The same thing that happens when trying to boot to the hd. The drive never gets accessed.


----------



## ~Candy~ (Jan 27, 2001)

I think you are going to have to open the case and take a look at the memory module(s) to be sure they are still snug in their slots......


----------



## brucedl (Feb 12, 2001)

Already did that. I had 32 meg some time ago, and tried with each one by itself. Same result. This "Parity" error is not a memory issue. Also tried pulling the hard drive and just booting to disk-same results.

Gateway quoted a flat rate of $299 to fix the thing, but I'm wondering how hard it is to swap the mobo, because I can buy this on ebay:

http://cgi.ebay.com/ws/eBayISAPI.dll?ViewItem&item=2058349208


----------



## ~Candy~ (Jan 27, 2001)

http://www.pcguide.com/ts/x/comp/ram/parity_Boot.htm

Guess it depends on how high the ebay item goes in the next 7 hours......and if it's not the motherboard.........but it shouldn't be too hard to install it......the only problem I've run into with laptops, is those extra parts you have once you put them back together


----------



## brucedl (Feb 12, 2001)

From that link:

"If the parity error is coming up as soon as the BIOS tries to boot, and especially if it fails at memory address "0000" consistently, this is a dead giveaway of trying to use non-parity memory in a parity system. Make sure that you have used real parity memory if you have parity checking enabled."

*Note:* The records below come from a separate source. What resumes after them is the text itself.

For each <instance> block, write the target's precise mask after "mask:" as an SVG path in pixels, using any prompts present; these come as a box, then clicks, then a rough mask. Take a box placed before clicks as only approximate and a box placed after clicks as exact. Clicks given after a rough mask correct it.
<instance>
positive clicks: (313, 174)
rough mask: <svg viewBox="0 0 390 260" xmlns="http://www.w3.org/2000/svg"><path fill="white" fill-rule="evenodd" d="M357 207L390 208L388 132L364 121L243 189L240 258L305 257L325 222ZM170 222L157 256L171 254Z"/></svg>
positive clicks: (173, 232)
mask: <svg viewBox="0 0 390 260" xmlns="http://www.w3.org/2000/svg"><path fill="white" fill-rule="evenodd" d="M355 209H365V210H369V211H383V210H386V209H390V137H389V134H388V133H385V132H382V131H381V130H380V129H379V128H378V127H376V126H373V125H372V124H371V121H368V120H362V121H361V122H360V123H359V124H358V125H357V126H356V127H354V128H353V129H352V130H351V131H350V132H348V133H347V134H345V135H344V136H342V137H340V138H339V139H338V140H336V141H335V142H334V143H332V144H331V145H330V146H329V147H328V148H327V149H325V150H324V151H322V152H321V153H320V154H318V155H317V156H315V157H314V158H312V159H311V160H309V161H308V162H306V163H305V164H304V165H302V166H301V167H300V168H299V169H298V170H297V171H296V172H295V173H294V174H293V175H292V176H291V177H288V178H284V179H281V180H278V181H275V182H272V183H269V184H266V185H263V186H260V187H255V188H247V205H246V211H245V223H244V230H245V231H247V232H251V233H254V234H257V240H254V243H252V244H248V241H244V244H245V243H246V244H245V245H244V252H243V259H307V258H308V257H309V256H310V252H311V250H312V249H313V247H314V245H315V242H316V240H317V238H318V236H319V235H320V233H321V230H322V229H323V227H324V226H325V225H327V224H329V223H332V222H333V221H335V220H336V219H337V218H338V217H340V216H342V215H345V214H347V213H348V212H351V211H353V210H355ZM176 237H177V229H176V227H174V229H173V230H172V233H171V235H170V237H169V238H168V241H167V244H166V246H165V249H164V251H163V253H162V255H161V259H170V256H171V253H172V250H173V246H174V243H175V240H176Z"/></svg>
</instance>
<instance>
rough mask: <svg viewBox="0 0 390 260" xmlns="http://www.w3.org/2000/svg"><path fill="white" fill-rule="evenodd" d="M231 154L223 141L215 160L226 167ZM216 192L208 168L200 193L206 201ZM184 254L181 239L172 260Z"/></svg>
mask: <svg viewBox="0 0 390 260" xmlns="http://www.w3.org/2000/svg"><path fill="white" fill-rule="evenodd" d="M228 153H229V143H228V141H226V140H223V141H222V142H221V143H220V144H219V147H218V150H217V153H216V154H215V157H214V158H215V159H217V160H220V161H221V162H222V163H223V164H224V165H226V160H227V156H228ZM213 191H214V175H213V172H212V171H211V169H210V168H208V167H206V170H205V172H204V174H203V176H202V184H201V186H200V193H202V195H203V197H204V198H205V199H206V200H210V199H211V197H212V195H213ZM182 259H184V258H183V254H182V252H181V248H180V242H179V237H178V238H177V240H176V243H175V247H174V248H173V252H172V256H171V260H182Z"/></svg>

Strange...considering it ran fine with the new (and old) memory for 2+ years. In any case, since I can't even access the bios setting, I have to think that soemthing else is wrong harware wise.


----------



## brucedl (Feb 12, 2001)

I'm happy to report that after purchasing a new chassis on EBAY for $65.00 delivered and swapping the hard drive, floppy, keyboard and screen from the old Solo, my Solo is running once again. Case closed.


----------